Quickstart
Introduction to Flora
Flora is an enterprise-grade RAG platform that keeps ingestion, embeddings, retrieval, and generation inside your infrastructure boundary. This documentation helps developers and platform teams deploy, configure, and operate the full stack with confidence.
Get running in minutes
The default deployment ships as a composable stack with clear service boundaries. Start with Docker Compose for local validation, then promote to Kubernetes with Helm when you are ready for production controls.
Architecture overview
A typical Flora environment is built around independent services that can scale separately by workload profile.
- Doctor handles ingestion and normalized extraction from enterprise document sources.
- TEI generates embeddings locally and feeds vectors into Qdrant collections.
- Qdrant enforces retrieval-time constraints with metadata and role-aware filters.
- vLLM serves low-latency generation with PagedAttention for efficient GPU usage.
Installation
Use one of the following commands to bring up Flora in a controlled environment.

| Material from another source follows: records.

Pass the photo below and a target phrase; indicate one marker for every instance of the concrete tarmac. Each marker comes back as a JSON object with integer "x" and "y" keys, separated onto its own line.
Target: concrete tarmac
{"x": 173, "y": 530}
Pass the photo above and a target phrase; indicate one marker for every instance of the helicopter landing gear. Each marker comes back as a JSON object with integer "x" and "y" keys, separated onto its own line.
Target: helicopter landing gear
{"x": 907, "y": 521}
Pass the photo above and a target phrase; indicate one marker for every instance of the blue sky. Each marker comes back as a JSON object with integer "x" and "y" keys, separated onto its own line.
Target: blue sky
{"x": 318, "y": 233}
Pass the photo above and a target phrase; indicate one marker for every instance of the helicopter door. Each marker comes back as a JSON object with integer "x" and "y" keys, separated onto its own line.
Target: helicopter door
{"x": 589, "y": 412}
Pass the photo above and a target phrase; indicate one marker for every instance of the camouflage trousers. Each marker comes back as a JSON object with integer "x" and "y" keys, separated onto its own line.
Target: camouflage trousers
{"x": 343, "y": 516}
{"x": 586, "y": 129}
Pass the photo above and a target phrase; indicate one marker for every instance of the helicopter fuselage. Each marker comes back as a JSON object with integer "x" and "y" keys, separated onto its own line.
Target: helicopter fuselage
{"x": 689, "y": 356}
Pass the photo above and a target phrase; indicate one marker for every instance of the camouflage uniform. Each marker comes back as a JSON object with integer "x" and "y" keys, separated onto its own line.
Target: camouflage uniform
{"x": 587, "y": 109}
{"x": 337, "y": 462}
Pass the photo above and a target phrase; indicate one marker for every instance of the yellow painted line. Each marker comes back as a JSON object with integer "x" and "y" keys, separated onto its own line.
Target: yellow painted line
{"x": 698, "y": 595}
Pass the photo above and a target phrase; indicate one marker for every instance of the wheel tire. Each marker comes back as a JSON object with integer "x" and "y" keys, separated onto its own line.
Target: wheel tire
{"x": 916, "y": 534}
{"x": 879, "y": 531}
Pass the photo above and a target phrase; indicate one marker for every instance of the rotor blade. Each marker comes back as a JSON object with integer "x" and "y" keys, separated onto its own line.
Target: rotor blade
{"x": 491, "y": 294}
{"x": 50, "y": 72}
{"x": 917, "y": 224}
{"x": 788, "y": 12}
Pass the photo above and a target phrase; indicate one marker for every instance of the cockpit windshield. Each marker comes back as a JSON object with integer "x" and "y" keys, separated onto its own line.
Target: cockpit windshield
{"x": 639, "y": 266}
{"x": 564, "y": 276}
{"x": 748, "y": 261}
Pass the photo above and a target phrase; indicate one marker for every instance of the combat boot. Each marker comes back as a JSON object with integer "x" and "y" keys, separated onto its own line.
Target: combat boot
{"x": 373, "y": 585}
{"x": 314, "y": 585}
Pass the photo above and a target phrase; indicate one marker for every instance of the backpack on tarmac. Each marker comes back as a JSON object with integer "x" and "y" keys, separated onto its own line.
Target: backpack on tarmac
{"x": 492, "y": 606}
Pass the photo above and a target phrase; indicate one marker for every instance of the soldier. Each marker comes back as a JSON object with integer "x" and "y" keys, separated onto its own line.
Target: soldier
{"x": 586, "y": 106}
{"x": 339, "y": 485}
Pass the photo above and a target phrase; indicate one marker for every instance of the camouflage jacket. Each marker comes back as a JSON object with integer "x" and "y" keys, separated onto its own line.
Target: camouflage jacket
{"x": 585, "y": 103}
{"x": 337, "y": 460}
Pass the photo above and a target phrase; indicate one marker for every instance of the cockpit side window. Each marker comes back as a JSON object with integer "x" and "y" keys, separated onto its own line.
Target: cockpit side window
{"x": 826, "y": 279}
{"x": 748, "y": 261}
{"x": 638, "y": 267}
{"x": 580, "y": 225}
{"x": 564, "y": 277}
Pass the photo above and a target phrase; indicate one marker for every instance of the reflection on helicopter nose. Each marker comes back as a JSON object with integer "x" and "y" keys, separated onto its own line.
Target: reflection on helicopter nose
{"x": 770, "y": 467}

Replace image tags and values files according to your release policy.
docker-compose up -d --build flora-stack
helm upgrade --install flora ./infra/charts/flora \
--namespace flora-system --create-namespaceIngestion Pipeline
Doctor connectors can be configured for internal knowledge systems so parsing and normalization happen entirely on your network perimeter.
Supported formats
Out of the box, Flora supports PDF, DOCX, TXT, and structured metadata attachments for traceable ingestion.
Embeddings
Deploy TEI close to your API layer to reduce embedding latency and keep all vectorization traffic internal.
Model selection
Choose multilingual or domain-specific models based on recall targets, memory budget, and throughput requirements.
Vector Storage
Define shard and replication strategy in Qdrant according to collection size, SLA, and fault tolerance targets.
RBAC filtering
Attach role metadata at ingestion time and apply payload filters during retrieval so unauthorized chunks never reach generation.
Inference
Tune max model length, batch size, and request concurrency to stabilize latency under peak load.
PagedAttention
PagedAttention optimizes memory paging for KV cache management, allowing high-throughput serving with predictable GPU utilization.
API Reference
The Flora API surface includes ingestion, search, answer generation, and admin endpoints. Use this section to integrate services and automate platform workflows.